The Am Law 100 Is In - Will Smart General Counsels Smell an Opportunity?
They do it every year; leaving a trail of elation, depression and confusion in their wake. I'm talking about American Lawyer and the AmLaw 100 list. This time, the numbers are not just jaw-dropping, they are full of interesting revelations.
Just 23 Am Law 100 firms have only one partnership tier, compared to 55 in 1994, the year we first began tracking nonequity partnership. The average number of nonequity partners at Am Law 100 firms increased to 65 this year, up almost 11 percent from 2002. The average number of equity partners, by contrast, grew only 4 percent. There are now seven firms on the Am Law 100 chart with more non-equity partners than equity partners. (They are Bingham, with 60 percent nonequity partners; Mintz, Levin, Cohn, Ferris, Glovsky and Popeo, 57.5 percent; Kirkland & Ellis, 54.5 percent; Pillsbury Winthrop, 53.3 percent; Shook, Hardy & Bacon, 52.3 percent; Winston & Strawn, 51.5 percent; and Foley & Lardner, 50.5 percent.)
But don't be sad for the non-equity partners; they're making plenty of money too. But the point is, big law firms, even some that had resisted the notion for years, are starting to accept partnership tiers. And this trend will only continue.
What AmLaw does not bother getting into (perhaps they think it is beneath them) is the tier-ification of associates and the wider trends of law firms restructuring the way they do business.
Many large law firms now have "staff associates" - attorneys who are not in the associate pyramid but do the bulk of litigation drudge work (laborious document review and the other discovery-related document shuffling that more resembles factory work than legal work). Although they are paid far less, these associates are usually billed out at the same rate as a "real" junior associate. Firms also use temporary attorneys and paralegals for these tasks, pay them by the hour, and then charge that hour to the client (times three or four). These are serious profit centers; profits that accrue, as the AmLaw article makes abundantly clear, to the equity partners.
Likewise, the partnership tier structure provides a handy carrot to the associates who know they will never make equity partner, but are nevertheless happy to have the job and the possibility of becoming a second tier partner or of-counsel. In the meantime - bingo - more profits for the equity partners.
Finally, as litigation (and a significant amount of corporate due diligence) becomes entirely electronic, firms are outsourcing bulk work to consultants and legal technology companies that specialize in electronic discovery or document management or research. Before the outsourcing wave, these services were in-house at law firms, and thus an expense item. Now they are re-billed to the clients and, frequently, a profit center to the firm.
So obviously, it is not just partnership structures that are changing in large law firms, it is fundamental ways of doing business. Big firm lawyers have figured out how to turn expense items into profit items, how to organize their practices for maximum profitability, and how to utilize their associates (of whatever form) most efficiently.

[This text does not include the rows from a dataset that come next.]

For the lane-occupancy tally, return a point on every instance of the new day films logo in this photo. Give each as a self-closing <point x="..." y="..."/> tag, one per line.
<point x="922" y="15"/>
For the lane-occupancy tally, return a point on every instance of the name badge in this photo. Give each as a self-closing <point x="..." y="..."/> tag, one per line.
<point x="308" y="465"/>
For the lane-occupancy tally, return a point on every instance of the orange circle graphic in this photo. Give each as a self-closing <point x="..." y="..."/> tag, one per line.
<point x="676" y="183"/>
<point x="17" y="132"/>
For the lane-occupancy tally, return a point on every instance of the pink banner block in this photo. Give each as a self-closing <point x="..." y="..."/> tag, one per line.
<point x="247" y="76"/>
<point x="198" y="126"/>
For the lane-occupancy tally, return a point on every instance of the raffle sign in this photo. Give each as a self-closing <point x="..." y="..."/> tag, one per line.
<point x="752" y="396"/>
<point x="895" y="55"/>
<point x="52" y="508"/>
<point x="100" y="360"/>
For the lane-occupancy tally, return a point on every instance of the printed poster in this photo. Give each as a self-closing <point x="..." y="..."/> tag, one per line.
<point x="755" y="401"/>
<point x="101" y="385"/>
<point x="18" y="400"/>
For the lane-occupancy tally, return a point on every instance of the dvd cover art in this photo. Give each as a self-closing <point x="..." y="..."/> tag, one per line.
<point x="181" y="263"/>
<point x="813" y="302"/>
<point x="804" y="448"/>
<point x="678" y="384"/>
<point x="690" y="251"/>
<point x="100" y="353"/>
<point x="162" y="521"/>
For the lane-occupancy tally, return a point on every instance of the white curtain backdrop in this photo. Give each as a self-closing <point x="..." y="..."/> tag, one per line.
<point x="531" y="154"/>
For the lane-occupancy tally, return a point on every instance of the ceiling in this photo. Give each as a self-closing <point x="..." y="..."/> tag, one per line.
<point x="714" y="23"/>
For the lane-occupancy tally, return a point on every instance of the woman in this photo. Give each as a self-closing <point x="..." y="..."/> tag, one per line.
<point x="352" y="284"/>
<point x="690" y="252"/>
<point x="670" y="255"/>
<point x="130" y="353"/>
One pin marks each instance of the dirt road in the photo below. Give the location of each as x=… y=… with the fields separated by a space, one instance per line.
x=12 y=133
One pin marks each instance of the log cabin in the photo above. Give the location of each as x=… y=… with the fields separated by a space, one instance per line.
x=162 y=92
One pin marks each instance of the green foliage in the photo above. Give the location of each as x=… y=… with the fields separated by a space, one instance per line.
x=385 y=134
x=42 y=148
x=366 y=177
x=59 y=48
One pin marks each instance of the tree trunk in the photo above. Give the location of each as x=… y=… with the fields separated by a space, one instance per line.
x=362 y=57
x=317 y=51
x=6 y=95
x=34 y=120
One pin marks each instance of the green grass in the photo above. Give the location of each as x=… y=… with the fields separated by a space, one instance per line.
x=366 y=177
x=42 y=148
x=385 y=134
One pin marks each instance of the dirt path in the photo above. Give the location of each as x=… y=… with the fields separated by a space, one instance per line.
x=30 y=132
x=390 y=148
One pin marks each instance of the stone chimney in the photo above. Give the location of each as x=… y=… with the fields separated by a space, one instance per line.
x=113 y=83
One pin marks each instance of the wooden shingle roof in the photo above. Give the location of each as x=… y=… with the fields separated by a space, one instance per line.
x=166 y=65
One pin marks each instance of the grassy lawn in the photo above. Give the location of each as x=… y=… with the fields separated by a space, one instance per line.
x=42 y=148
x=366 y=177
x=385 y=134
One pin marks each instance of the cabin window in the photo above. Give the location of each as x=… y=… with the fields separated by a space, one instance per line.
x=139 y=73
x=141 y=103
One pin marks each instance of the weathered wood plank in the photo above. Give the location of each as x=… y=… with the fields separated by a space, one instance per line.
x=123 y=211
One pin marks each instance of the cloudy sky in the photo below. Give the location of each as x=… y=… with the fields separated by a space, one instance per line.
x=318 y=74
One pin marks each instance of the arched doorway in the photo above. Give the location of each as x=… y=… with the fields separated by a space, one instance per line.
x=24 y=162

One would think that, with a million lawyers in America, competition would drive costs down, or at least keep growth reasonable. But the fact is full competition has not yet hit the big firms. Corporate General Counsels (whether out of intimidation, a desire to maintain collegiality, or unexamined received wisdom about "switching" costs) are still wary about pushing firms to compete like any other professional services vendor. Inevitably, this will change. The two trends will then reinforce each other: clients, demanding cost and service accountability as never before, will threaten to switch firms; as clients move more freely between firms and competition increases, firms will continue to evolve their structures - building tiers and compartments - in order to keep equity partner profits from dropping. From out of these changes will be born new sub-professions within law firms, increasing levels of client service professionalism, and specialized categories of attorneys and support personnel.
Knowledge Management and Law Firm Cultures
I wish they had gone into some of the cultural issues and challenges, because they are numerous and profound. How does one go about massaging the firm culture toward the kind of KM that we all know is becoming a requirement for efficient practice? Issuing a firm wide memo won't do it. And CIOs or savvy managing partners who charge forward without a full cultural buy-in and consciousness commitment by the entire firm - partners and associates - will find themselves out on a long branch.
We've all seen disastrous wastes of energy and money that come from KM (or for that matter CRM) half-measures, false starts and cul-de-sacs. All it takes is one technology burn for a managing partner to become permanently gun shy. And in my personal experience, I've met a significant number of skeptical young partners and senior associates. These are people from the generation that already understands and is comfortable with the technology and its benefits, but wonders - while looking for their place within an increasingly inhospitable, insecure profession and a cutthroat firm hierarchy - to what extent their personal time and resource commitment to KM and CRM projects is in their best interests (as opposed to merely the firm's best interests).
Having said all that, I still agree with Dennis Kennedy's closing assessment:
"Those questions, and some similar ones, are the $64 billion dollar questions for the legal profession. It comes down to this, "Is the legal profession different?" What makes us so sure that we are immune to the changes that technologies and the Internet have brought to every other type of business? For me, I don't see how we can conclude that we are immune."